The somewhat Heer-Ranjha type title might lead you to think Veer-Zaara is a story of love and the Ultimate Loss. But Veer Zaara is not a tragedy. The tragedy is that you might have to watch it in the near future. After all, research shows us that there is one frothing Shah Rukh fan for every 20 regular Indians, so it's only a matter of time before one of them drags you for three non-stop hours of Weep-Zyada.
At this point we must reassure you, as we do with many SRK films, lest we get bitten by a fan on the loose: we do not hate Shah Rukh Khan. So please don't hunt us down with torches and burn us at the stake. Thank you.
So, Veer-Zaara. An Indian boy falls in love with a Pakistani girl. You can see the problem right there. No, it isn't that this story has already been done. It is that this is a fairly broad outline, with fairly predictable results. Either boy gets girl and there's much rejoicing in the fields of Punjab, or boy and girl die in slow motion since it is the only way they can be together. One way or the other, you've heard it all before.
The story starts in Pakistan as a young lawyer, Saamiya (Rani Mukherjee), goes to visit her first ever client, a man who refuses to talk. Unfortunately, this state of affairs doesn't last very long and Veer (Shah Rukh) tells her his entire story.
Veer and Zaara (Preity Zinta) are thrown together for two days in India, when she comes to scatter the ashes of a beloved grandmother-figure (Zohra Sehgal). Not the cheeriest occasion, but things soon warm up when Veer takes Zaara to his village among the fields. And love blooms everywhere.
But, unfortunately, Zaara is already engaged to marry someone else (Manoj Bajpai), to protect her conservative family and her father's political ambitions. When Veer goes to Pakistan to bring her with him, he realizes that their love has been "selfish". But even though they part, her fiancé still wants his revenge, so he gets Veer locked up.
Not a spectacular story. But we don't think anyone was going for Spectacular Story with Veer-Zaara. This is supposed to be a highly emotional film about everything from Indo-Pak relations to ma ke haath ka laddoo. Everyone cries a lot and the director is always unsure about whether you've actually gotten what he's trying to say. So he says it again and again and again. It's like having a bad joke explained to you in great detail.

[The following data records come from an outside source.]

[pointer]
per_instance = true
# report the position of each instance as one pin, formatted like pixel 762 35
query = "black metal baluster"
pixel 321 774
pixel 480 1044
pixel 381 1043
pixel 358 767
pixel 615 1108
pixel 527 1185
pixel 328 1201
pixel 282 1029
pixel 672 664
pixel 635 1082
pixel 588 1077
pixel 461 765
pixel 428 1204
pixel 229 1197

For e.g. when the couple is reunited in the end, we have an old, graying Veer and Zaara looking into each other's eyes for nearly 45 minutes, just so you get the full import of this meeting. Then the camera spins around them and you see them as they were when they were young. Then another spin, and they're old. Then young. Then old. Then young. Then old.
A lot of the movie is similarly repetitive and hackneyed. Shenais wail, bhangra blares and scenes jump disturbingly from somber to furiously colorful. The only thing Veer-Zaara has going for it is the all-too-short appearance of Bachchan. When he speaks you jump on his every word for some relief from the wailing melodrama. Also, a few scattered dialogues are composed and delivered with passion. On the whole, this "special Diwali release" is about as enjoyable as your next-door neighbour's display of the 5,000-laddi. Just ceaseless, pointless noise.